Слухи росли, легионы волновались. Воины говорили: «Зачем нас послали в чужую страну, где враг многочисленен, силен и упрям? Разве мы не могли умереть на родине, сложить свои кости в землях отцов? Довольно воевать! Пусть идут в бой трибуны, центурионы и полководец!» К ропоту присоединились самовольные отлучки, странные исчезновения легионеров; на проверках центурионы обнаруживали, что беглецы уносили с собой снаряжение, оружие и продовольствие в муке и зерне, выданное на полмесяца.
Однажды ночью нумантийцы напали вновь с большими силами. Римский лагерь, подожженный неизвестно кем, несмотря на усиленные караулы, охранявшие вал и ворота, ярко пылал, увеличивая страх и растерянность войска. Но когда по лагерю пронеслись крики: «Враг с тыла!»; когда воины бросились бежать врассыпную, толкаясь, сбивая друг друга с ног, опрокидывая женщин, торговцев; когда посыпались в лагерь стрелы, метательные копья и камни, — консул выбежал из своей палатки.
— Стойте! — закричал он, пытаясь остановить растерянных людей.
«Неприятель нас уничтожит, — думал он, поглядывая на легата, которого оставил при себе, — и если я не приму мер… Но каких? О, Минерва, помоги римскому войску одержать победу, и я построю тебе храм, не пожалею всего своего состояния. О, боги, соедините все свои силы…»
Подошел Тиберий.
— Мне кажется, — сказал он, — что слухи о помощи ареваков и ваккеев осажденному городу — военная хитрость со стороны неприятеля…
— Нет, нет! — вскричал Манцин, боясь, что Тиберий начнет отговаривать его от отступления, которое представлялось ему теперь единственным спасением.
— Если нас окружат, мы умрем, по крайней мере, со славою…
Лицо полководца сморщилось, как от боли:
— Имеем ли мы право жертвовать жизнью граждан?
— Для блага отечества, славы римского оружия — да!
Но консул был иного мнения: благо родины?
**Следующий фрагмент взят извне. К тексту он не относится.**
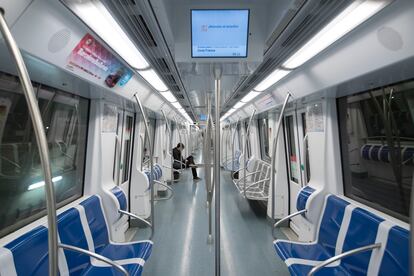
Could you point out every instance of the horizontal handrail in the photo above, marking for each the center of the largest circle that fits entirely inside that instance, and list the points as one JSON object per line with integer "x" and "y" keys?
{"x": 257, "y": 182}
{"x": 289, "y": 217}
{"x": 95, "y": 256}
{"x": 166, "y": 186}
{"x": 136, "y": 217}
{"x": 247, "y": 175}
{"x": 344, "y": 255}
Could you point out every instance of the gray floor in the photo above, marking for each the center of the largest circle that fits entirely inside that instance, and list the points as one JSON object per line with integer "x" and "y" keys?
{"x": 180, "y": 240}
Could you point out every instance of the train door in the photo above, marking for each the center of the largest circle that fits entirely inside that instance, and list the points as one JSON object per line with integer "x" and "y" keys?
{"x": 293, "y": 125}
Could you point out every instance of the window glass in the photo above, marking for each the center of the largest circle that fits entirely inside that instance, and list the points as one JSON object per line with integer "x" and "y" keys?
{"x": 377, "y": 143}
{"x": 65, "y": 119}
{"x": 264, "y": 131}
Разве Испания, отечество варваров, может считаться родиной римлянина? И если бы она даже была его отечеством, то неужели он должен гибнуть, точно его добровольная смерть может изменить бег событий? Слава оружия? Но для чего она нужна? Чтобы тешить низкое тщеславие богачей, стоящих у власти, которые возвеличивают себя за счет жизней тысячи граждан? Ну, а он, Гостилий Манцин? Неужели он похож на легионеров, такой же батрак, работающий на нобилей, подставляющий грудь под стрелы врагов? Нет, он будет действовать, как подсказывает ему чувство самосохранения.